In today's world, wouldn't you much rather prefer to buy a TiVo, though? You put it there and you configure the channels. You personalize it. Personalizing is when you set it up for your particular shop, [for] things that are particular to your environment. Configuration is when you're tweaking the operating system, the file system, the middleware.
If you want to be in that situation, I'm not going to dissuade you. I think the more mature customers much prefer to have a single unit that they can have to plug in, [where] both the power and the networking are already there.
Some folks -- and I count Teradata among them -- have charged that the term "data warehousing appliance" is a misnomer, if only because most such appliances are actually deployed as application-specific data marts. Now you've been doing this for a long time, Foster, so do you know whether there's traditionally been some truth to that? Assuming that it was once true, is it changing at all? Are you seeing more of your appliances deployed as multi-application data warehouses?
This is one of the things where I once was passionately into what the enterprise data warehouse was, what a data mart is, and so on. I think from a mechanical standpoint, technically we work great as a data warehouse, a data mart, what have you. I think the controlling factor after just being in the market long enough is that the reality is that if you take [a company like] American Express with 11 silos, each of those silos buys on their own. So to get all 11 together to buy one machine that encompasses the entire enterprise, that's a huge undertaking. If you were to do it, you've calcified the organization, because now you can't get innovation in any of those silos. The reality is that while it sounds good to have a single machine, in reality it doesn't provide the nimbleness that you need.
You'd agree that segmentation or siloing of data is a problem in and of itself, right? That it's something customers are trying to eliminate -- in many cases by building these [enterprise data warehouse] systems?
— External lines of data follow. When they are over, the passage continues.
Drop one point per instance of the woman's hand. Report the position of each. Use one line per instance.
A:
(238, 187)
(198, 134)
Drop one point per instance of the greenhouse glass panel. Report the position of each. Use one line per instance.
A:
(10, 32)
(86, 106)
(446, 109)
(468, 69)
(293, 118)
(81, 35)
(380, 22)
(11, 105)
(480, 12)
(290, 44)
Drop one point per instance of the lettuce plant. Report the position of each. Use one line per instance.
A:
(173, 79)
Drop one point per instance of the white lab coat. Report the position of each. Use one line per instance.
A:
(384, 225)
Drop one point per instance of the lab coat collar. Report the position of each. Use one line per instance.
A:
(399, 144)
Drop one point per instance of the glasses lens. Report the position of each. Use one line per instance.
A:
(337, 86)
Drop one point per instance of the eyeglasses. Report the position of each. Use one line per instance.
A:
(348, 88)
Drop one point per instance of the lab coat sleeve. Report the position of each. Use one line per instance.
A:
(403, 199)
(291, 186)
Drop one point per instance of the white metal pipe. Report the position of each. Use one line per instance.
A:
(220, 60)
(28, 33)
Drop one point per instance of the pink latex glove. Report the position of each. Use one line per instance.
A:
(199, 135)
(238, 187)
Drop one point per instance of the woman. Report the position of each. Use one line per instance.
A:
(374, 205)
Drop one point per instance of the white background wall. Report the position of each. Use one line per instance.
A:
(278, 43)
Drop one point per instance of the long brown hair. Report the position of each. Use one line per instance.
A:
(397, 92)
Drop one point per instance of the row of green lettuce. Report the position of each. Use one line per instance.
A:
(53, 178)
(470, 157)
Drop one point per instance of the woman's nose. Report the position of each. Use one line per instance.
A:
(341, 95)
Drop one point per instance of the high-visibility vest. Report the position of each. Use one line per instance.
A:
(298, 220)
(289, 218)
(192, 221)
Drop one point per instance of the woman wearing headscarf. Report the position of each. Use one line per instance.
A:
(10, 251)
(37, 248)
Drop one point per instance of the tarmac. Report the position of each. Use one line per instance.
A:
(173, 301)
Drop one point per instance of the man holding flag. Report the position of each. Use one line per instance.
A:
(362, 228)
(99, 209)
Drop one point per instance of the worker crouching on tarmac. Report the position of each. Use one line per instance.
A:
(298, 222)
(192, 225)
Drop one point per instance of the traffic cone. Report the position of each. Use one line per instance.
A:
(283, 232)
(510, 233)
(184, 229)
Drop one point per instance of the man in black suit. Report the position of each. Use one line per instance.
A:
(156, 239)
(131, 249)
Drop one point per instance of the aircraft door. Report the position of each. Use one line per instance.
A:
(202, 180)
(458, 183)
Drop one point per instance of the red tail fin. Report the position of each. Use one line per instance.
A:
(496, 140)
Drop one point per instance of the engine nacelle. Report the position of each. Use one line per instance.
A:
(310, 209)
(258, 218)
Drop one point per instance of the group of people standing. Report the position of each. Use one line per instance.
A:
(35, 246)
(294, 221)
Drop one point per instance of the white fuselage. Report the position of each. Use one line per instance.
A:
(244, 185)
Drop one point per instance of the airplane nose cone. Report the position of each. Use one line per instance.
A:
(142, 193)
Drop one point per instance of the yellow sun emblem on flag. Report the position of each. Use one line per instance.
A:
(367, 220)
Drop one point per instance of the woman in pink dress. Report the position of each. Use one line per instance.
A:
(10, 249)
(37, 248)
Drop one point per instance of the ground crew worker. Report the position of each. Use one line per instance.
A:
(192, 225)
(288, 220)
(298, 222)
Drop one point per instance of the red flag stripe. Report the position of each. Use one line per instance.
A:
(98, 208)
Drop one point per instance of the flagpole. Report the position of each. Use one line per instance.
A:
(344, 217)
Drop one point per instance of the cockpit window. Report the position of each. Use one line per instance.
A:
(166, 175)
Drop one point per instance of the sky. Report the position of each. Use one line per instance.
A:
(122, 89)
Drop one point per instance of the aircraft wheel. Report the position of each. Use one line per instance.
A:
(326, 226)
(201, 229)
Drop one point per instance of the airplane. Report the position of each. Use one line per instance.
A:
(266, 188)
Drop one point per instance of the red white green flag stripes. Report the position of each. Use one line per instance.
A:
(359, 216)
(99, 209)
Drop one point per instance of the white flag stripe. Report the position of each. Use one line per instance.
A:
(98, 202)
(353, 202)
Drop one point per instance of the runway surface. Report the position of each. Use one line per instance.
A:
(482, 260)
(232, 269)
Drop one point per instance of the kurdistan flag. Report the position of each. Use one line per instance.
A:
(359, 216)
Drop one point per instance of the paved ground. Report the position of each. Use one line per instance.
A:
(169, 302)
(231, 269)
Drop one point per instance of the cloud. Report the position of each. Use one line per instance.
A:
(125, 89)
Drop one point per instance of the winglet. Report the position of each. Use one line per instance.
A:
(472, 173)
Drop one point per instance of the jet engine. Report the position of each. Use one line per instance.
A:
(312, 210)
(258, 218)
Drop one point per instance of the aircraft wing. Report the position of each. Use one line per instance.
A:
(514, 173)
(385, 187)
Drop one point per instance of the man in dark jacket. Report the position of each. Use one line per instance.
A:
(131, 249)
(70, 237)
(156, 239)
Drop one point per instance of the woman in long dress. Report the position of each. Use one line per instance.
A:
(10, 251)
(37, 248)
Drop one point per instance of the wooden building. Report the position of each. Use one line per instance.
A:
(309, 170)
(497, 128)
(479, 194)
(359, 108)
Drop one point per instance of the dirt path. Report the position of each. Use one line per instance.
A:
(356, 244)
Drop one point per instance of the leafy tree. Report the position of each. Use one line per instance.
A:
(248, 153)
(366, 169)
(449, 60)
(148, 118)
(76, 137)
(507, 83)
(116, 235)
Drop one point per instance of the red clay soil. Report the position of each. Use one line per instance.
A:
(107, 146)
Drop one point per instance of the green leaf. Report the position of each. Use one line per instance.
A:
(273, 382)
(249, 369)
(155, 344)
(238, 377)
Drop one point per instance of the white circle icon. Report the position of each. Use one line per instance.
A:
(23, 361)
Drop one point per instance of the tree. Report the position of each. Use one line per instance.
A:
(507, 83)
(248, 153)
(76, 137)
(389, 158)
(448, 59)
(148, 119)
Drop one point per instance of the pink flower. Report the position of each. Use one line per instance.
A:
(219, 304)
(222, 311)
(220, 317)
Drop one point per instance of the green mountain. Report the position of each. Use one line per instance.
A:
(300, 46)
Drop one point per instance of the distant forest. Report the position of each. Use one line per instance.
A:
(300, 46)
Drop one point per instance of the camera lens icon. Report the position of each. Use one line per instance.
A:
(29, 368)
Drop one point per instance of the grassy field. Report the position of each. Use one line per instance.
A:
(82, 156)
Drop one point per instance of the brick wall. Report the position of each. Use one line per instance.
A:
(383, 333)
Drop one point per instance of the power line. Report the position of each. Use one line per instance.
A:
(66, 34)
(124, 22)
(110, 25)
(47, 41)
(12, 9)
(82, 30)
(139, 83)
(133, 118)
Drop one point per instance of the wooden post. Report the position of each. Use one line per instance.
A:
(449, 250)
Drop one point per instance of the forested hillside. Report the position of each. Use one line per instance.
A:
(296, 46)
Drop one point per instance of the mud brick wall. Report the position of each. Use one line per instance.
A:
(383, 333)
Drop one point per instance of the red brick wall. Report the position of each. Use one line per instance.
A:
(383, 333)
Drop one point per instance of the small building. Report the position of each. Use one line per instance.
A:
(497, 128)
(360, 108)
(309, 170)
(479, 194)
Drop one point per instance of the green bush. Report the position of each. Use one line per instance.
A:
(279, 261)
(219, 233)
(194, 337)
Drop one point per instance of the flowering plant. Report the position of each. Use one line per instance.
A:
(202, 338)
I do very much believe that you need a view so that the whole organization can see your data. That doesn't mean that you build a grandiose machine that takes you 10 years to implement and then when it finally gets implemented doesn't do what you envisioned 10 years ago.
With Dataupia, we can put a very serious data warehousing machine up and running in no time at all, whether it's an enterprise data warehouse, whether it's a mart, whether it's just a data warehouse -- it really becomes an academic discussion. I know it's great marketing, but if you talk to 10 people, you get 10 different definitions of what's a data warehouse or a data mart.